UPPLR #203 : Pour l’étranger, par Marina Tsvetaeva

Tes étendards ne sont pas les miens,
Nos têtes vont — séparées,
Je ne tromperai pas, dans l’eau du serpent,
L’Esprit-Colombe.

Je ne me jetterai pas dans la ronde rouge,
Autour du grand arbre de mai. Pour moi,
Les portes du paradis sont plus hautes
Que toutes celles de la terre.

Tes victoires ne sont pas les miennes
J’en ai rêvé d’autres : nous sommes
Non pas aux extrémités de la terre,
Mais sur deux lointaines constellations !

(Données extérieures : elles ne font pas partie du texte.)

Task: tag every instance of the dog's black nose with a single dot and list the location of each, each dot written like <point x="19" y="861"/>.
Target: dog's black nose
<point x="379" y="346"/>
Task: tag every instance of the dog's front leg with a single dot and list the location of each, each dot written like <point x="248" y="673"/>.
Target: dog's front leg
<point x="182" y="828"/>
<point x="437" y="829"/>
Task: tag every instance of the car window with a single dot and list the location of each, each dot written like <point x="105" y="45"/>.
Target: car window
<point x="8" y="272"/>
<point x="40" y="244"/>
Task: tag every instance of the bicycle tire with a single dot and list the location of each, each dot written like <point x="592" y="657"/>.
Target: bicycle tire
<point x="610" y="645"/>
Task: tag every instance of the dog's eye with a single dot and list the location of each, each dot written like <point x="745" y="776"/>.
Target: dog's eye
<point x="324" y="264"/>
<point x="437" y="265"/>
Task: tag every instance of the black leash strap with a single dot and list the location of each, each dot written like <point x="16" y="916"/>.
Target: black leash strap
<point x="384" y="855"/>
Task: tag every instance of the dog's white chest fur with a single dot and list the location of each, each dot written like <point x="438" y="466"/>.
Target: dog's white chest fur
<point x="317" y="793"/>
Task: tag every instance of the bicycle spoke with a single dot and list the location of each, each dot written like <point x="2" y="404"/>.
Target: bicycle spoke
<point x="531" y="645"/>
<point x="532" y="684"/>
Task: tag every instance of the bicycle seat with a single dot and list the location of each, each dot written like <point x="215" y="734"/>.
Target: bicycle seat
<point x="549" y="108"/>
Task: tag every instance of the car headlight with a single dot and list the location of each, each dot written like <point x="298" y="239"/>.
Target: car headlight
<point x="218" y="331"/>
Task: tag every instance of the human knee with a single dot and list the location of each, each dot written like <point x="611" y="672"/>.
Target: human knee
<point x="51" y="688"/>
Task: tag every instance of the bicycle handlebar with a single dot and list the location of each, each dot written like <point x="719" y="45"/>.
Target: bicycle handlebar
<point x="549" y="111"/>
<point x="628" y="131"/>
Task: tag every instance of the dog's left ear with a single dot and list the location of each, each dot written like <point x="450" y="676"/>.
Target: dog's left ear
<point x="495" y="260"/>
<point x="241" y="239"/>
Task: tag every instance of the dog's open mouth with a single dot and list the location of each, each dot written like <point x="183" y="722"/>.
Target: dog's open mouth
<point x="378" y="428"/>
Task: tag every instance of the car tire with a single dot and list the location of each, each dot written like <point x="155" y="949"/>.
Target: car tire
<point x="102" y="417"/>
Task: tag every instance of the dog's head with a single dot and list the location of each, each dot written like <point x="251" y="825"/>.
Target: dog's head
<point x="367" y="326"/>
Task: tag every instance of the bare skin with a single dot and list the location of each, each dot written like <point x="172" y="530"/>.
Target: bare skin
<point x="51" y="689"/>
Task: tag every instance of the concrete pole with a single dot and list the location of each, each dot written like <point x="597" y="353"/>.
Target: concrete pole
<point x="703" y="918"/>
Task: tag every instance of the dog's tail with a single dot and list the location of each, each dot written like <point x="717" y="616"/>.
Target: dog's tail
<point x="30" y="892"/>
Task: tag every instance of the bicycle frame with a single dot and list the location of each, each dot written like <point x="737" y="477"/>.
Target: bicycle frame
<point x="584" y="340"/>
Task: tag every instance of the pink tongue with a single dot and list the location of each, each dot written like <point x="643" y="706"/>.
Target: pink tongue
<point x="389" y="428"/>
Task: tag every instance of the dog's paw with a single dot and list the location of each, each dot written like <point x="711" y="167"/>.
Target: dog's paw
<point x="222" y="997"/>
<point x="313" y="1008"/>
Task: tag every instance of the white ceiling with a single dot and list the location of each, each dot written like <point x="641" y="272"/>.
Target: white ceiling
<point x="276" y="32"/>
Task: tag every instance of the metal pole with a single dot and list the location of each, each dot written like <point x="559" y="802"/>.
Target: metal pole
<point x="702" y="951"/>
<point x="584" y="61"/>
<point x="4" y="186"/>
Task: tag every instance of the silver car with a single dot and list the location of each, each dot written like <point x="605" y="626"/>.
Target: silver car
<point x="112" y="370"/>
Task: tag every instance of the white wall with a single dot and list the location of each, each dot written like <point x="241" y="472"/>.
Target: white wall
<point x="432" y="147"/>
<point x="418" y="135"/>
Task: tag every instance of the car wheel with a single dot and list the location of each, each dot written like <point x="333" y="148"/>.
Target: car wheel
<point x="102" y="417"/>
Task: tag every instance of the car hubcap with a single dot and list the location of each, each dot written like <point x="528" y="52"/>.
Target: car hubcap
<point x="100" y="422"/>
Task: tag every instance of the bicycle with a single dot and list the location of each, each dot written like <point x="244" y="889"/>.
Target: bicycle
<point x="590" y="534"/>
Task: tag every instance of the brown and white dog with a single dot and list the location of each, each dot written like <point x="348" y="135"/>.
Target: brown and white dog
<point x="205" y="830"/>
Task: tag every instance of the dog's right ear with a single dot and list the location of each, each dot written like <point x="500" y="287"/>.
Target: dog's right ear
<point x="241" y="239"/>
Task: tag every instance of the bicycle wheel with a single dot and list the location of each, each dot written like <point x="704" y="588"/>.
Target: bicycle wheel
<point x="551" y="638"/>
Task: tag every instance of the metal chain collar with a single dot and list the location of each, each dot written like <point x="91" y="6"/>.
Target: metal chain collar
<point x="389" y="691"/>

Partisans sur deux étoiles séparées —
Dès lors, qu’allais-je faire ?
D’une main téméraire
Jeter un pont ?

J’ai un trésor plus précieux
Que mes icônes.
Écoute ! Il existe une loi
Plus forte que tout autre.

Devant elle les coins s’arrondissent,
Rubis, Saphirs se ternissent :
C’est la loi de la main tendue,
De l’âme grande ouverte.

Et sache, qu’à l’heure du jugement
Une même mesure nous servira :
Tous deux nous irons au paradis
Auquel je crois…

Moscou, 28 novembre 1920.

Marina Tsvetaeva

Poèmes de Russie (1912-1920), traduit du russe par Véronique Lossky, Syrtes poche, 2 volumes sous coffret, 512 et 576 p. 28 €

Une main tendue vers l’autre. Un autre du camp d’en face. Un poète, Anatoli Lounatcharski, révolutionnaire marxiste devenu ministre de l’éducation du gouvernement provisoire de 1917 à 1929. Marina Tsvetaeva, la grande voix féminine de la poésie russe du XXe siècle, l’a connu personnellement. Elle qui est restée fidèle à l’armée blanche contre-révolutionnaire et loyale à la famille impériale, dans laquelle officie son mari Sergueï Efron, lui dédie ce poème dans son brouillon. On y retrouve ce lyrisme passionné, marque de la poétesse, n’hésitant pas à balayer les rythmes classiques des vers pour mieux porter sa parole. Qu’elle parle d’amour ou de mort, Tsvetaeva mêle comme personne le « je » autobiographique avec les références mythiques ou folkloriques tirées des livres et de ses nombreux voyages. Cette élégante et pratique édition de poche de ses poèmes écrits avant son départ de Moscou pour retrouver son mari dans le Berlin russe, donne à lire les premiers poèmes de la maturité, de ses 20 à 23 ans. Des vers où la voix s’affirme et s’exclame souvent pour ne pas se résoudre à un réel toujours plus décevant, gestes de simple humanité compris, que ses rêves d’infini.

Stéphane Bataillon

(Article initialement paru dans La Croix l’hebdo n°203 du 13 octobre 2023.)